You just brought a tear to my eye.. :'D

I think I'm in love with you.

Fang
02-22-2011, 07:10 PM
I think a lesser known fact about the music sequencer is that you can change an instrument without losing any of the notes by simple placing a new instrument over the old one.

Funny thing is that I discovered that waaay before this trick lol

Tygers
02-22-2011, 07:51 PM
Another thing you can do with music sequencers is treat them like regular sequencers. Say you have a song that you want to change something about in the middle (For example, switch to a swing beat). Just put a battery after the last track and connect it to the input of the next music sequencer in the set.

Boscoe
02-24-2011, 10:38 PM
I think a lesser known fact about the music sequencer is that you can change an instrument without losing any of the notes by simple placing a new instrument over the old one.

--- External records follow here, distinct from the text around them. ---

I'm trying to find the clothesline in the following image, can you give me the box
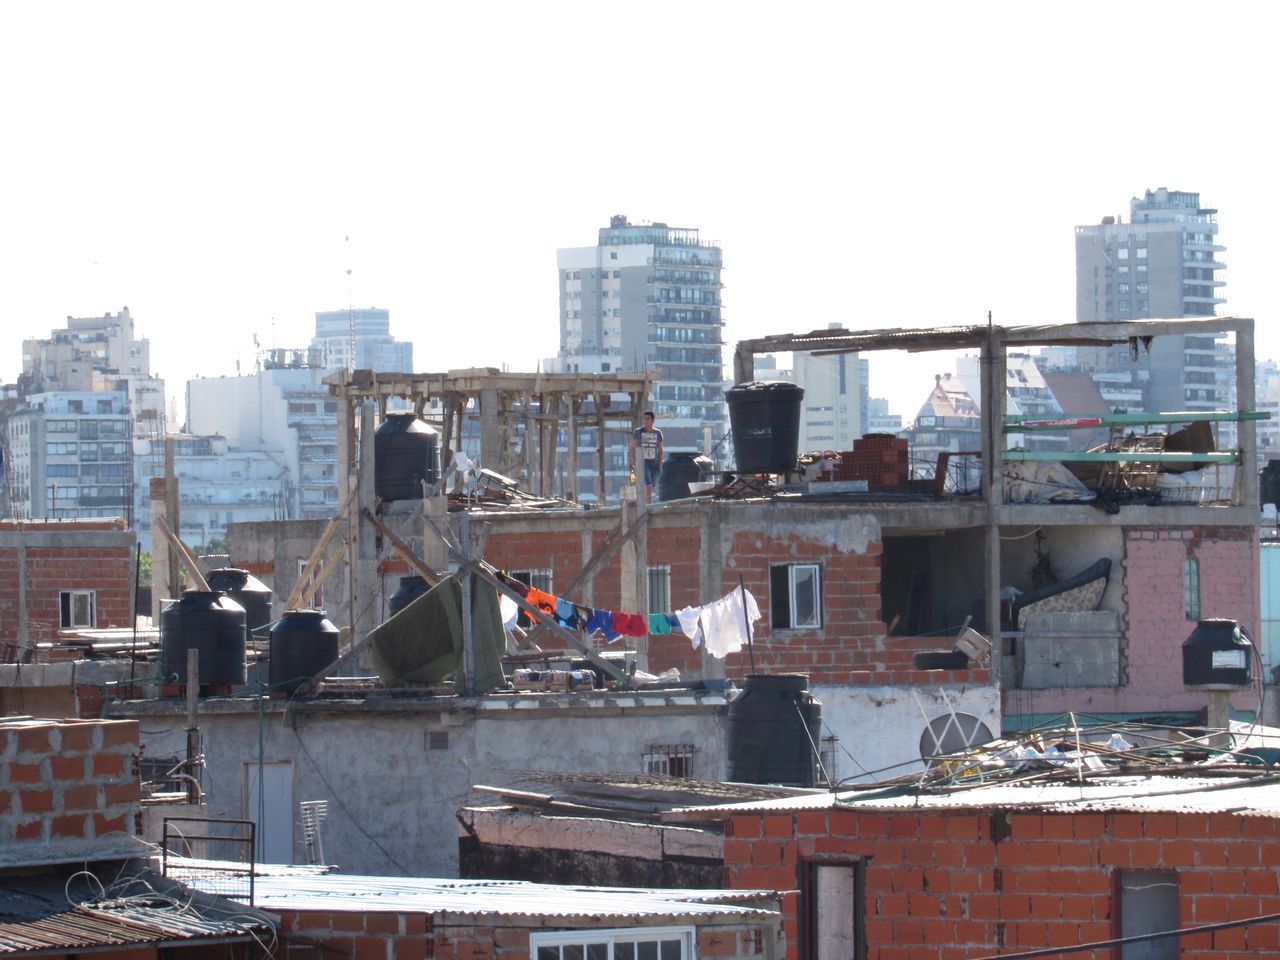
[494,570,762,660]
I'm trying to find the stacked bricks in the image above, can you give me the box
[278,910,433,960]
[725,806,1280,960]
[826,435,910,492]
[0,717,141,853]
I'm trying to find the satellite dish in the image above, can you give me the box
[919,712,992,764]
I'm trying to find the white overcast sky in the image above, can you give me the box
[2,1,1276,424]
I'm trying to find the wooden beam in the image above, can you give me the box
[1003,450,1239,464]
[282,493,354,610]
[154,516,209,591]
[361,508,444,585]
[293,537,349,610]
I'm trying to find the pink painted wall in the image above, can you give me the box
[1011,526,1261,718]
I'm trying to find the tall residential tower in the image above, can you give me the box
[555,216,725,452]
[1074,188,1227,412]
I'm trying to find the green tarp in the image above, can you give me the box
[368,572,506,692]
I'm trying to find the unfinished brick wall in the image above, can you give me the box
[277,910,433,960]
[435,921,779,960]
[0,519,135,652]
[0,717,141,855]
[725,806,1280,960]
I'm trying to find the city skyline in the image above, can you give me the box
[3,3,1277,422]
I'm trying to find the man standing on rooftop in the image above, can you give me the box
[630,410,664,500]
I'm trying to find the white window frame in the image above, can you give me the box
[60,589,96,629]
[530,925,696,960]
[771,562,823,629]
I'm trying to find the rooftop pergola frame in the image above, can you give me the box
[324,367,653,502]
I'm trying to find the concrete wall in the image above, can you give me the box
[118,693,731,877]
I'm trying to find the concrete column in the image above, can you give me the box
[422,492,449,573]
[619,491,649,672]
[164,437,180,599]
[479,389,501,471]
[352,402,378,649]
[337,388,355,634]
[567,395,579,503]
[16,542,27,653]
[1236,321,1258,507]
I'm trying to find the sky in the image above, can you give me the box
[2,2,1278,425]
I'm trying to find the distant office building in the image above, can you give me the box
[556,216,725,452]
[866,397,903,436]
[311,307,413,372]
[1074,188,1226,412]
[21,307,150,391]
[5,392,132,521]
[956,353,1066,452]
[186,349,338,521]
[792,345,869,452]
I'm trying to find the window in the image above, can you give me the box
[770,563,822,629]
[1117,871,1178,959]
[1137,247,1148,259]
[46,464,77,477]
[803,861,864,960]
[1117,248,1129,260]
[609,251,618,260]
[647,564,670,613]
[1185,557,1201,620]
[531,926,694,960]
[643,744,694,778]
[60,590,96,629]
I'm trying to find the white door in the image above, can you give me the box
[243,761,293,863]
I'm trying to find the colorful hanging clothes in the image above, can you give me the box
[611,611,648,638]
[499,572,530,598]
[584,609,620,642]
[665,613,682,634]
[525,587,558,618]
[648,613,671,635]
[554,598,580,629]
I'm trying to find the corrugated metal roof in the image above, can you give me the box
[184,874,782,920]
[0,872,273,955]
[669,775,1280,819]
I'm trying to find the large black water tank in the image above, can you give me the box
[1183,618,1254,689]
[727,674,822,787]
[388,575,431,616]
[375,413,439,502]
[269,609,340,693]
[1262,461,1280,510]
[725,381,804,474]
[657,452,713,502]
[205,568,273,639]
[160,591,247,686]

Actually, this works with other items as well. I discovered this feature to my horror when I attempted to place a follower too close to a gravity tweaker and instead of pasting the follower, it converted the tweaker into a follower instead!

Tygers
02-24-2011, 11:10 PM
Actually, this works with other items as well. I discovered this feature to my horror when I attempted to place a follower too close to a gravity tweaker and instead of pasting the follower, it converted the tweaker into a follower instead!

I've used this technique to wire up grids of chips in a predictable pattern. I just laid out a 2x2 mini grid, then pasted it over itself overlapping by 1. This actually does paste a chip over the other, so then I picked up the overlapping chips and dropped them, and it replaced it. The great thing is it merges the wiring, so the chips get wired up automatically with just a quick grab and drop.

Wayward
02-24-2011, 11:14 PM
I think a lesser known fact about the music sequencer is that you can change an instrument without losing any of the notes by simple placing a new instrument over the old one.

:o Lesser known fact indeed. I had no idea. Very helpful.

iBubek
03-07-2011, 03:37 AM
Up down modifies the volume. Left right modifies the timbre. Read the little notices, or watch the tutorials, it's all right there. Well, nothing new learned here. -_-

MR_MASSIMO
03-10-2011, 10:27 PM
Tutorial only said volume and swing & whatnot, I'll try out timbre

pivottt
05-02-2011, 01:32 AM
What ? Dam... dum dim doo bi doo ^^
It means I wasted 10 hours of my life. Most of my songs include parts in piano and parts in techno soundwaves, but the same notes.
God ! Knowing this, I guess pasting a sound FX over the other one keeps the same settings ! I wonder if it keeps the actual "sound" setting... if not, that means you could change a whole set of high piano sounds for low piano sounds. But I'll see later. What drives me nuts is the fact that I got a 50$ PSN card I can't use, so I'm too frustrated to go on the PS3.

xero
05-08-2011, 08:29 AM
You mean making the notes bigger and smaller? yeah it changes i noticed that ^___^ ive been experimenting with it XD im music studying lol, im not there yet...but Im practicing >_<.

Nay, notes growing and shrinking is a result of changing the individual note's volume, which will let you create such effects as fading notes out, etc. What the OP is referring to is in fact modifying a note's Timbre, which is mentioned in the tutorials section by your friend and mine Stephen Fry.